Histogram extraction and histogran descriptors computation may be generalized.
The folded version is not
Appendix: Aggregating numerical descriptors
Primitives
U: (R -> R): pow, exp, log, abs, inv, neg
B: (R x R -> R): sum, mult, min, max, dif, div
N: (Rn -> R): size
S: (? -> ?): getFieldArray
vectorizeUnary: U -> (Rn -> Rn)
vectorizeUnary(U)(X) = [U(x1),U(x2),...]
vectorizeBinary: B -> (Rn x Rn -> Rn)
vectorizeBinary(B)(X,Y) = [B(x1,y1), B(x2,y2)...]

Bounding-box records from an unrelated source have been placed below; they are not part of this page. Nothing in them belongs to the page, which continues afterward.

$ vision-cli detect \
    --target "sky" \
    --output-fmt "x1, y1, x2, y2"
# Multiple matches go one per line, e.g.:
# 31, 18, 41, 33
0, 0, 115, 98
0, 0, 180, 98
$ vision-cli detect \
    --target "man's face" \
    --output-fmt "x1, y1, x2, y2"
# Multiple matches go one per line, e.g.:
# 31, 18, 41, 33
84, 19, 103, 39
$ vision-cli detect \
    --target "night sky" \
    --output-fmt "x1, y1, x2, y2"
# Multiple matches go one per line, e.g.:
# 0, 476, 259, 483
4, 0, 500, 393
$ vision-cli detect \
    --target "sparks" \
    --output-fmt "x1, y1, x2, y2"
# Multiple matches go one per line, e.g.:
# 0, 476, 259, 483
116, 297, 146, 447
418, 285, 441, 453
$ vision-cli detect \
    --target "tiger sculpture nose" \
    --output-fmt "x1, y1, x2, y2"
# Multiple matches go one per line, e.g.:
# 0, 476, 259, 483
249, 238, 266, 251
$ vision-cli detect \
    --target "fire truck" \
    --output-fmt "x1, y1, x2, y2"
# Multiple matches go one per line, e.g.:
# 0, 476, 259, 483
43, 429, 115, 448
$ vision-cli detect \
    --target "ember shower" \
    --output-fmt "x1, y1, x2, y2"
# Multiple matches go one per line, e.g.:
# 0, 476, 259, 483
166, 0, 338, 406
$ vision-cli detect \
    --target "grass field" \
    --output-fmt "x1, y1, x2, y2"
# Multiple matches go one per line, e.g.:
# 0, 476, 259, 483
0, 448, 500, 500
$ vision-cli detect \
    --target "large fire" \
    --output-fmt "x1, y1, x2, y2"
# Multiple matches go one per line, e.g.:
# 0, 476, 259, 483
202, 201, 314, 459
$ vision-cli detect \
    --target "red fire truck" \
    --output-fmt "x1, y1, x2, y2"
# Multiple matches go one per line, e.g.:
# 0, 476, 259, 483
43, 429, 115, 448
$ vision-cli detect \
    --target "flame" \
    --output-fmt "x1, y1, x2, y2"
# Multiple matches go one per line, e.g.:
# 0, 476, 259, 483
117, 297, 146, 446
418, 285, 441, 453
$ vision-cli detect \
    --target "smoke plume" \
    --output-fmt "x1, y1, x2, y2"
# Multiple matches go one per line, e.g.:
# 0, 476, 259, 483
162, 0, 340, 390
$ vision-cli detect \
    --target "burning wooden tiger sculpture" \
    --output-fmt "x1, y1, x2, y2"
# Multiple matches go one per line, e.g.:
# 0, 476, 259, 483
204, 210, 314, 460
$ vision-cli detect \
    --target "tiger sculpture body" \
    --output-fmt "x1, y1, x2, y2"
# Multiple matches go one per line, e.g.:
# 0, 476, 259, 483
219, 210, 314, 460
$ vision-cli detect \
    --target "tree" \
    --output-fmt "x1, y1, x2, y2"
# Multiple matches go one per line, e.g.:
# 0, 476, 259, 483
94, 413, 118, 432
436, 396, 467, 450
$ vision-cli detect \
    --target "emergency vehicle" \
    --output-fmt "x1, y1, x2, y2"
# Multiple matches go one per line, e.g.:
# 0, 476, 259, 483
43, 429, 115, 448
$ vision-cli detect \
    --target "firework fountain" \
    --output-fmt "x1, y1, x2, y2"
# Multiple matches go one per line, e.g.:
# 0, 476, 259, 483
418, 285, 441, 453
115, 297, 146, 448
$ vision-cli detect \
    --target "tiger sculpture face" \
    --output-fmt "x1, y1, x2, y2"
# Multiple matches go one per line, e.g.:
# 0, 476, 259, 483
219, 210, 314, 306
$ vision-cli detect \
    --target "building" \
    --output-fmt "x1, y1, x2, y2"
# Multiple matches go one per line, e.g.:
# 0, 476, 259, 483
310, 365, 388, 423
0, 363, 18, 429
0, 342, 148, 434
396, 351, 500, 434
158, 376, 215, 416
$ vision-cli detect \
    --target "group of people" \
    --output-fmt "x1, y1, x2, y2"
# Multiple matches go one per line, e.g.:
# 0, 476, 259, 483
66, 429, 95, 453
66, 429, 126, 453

accumulate: B x R -> (Rn -> R)
accumulate(B,a)(X) = B(B(...B(B(a,x1),x2)...),xn)
accumulate: B -> (R x Rn -> R)
accumulate(B)(a,X) = B(B(...B(B(a,x1),x2)...),xn)
accumulate: B -> (Rn -> R)
accumulate(B)(X) = B(B(...B(B(x1,x2),x3)...),xn)
partial_accumulate: B x Rn -> Rn
partial_accumulate(B,X) = [ x1, B(x1,x2), B(B(x1,x2),x3), ]
adjacent: B x Rn -> Rn
adjacent(B,X) = [ x1, B(x1,x2), B(x2,x3), B(x3,x4),...]
invertArguments: B -> B
invertArguments(B)(x,y) = B(y,x)
bindFirst: B x R -> U
bindFirst(B,a)(x) -> B(a,x)
bindSecond: B x R -> U
bindSecond(B,a)(x) -> B(x,a)
- Summary calculations (Rn -> R) highlight calculation that can not be pipelined.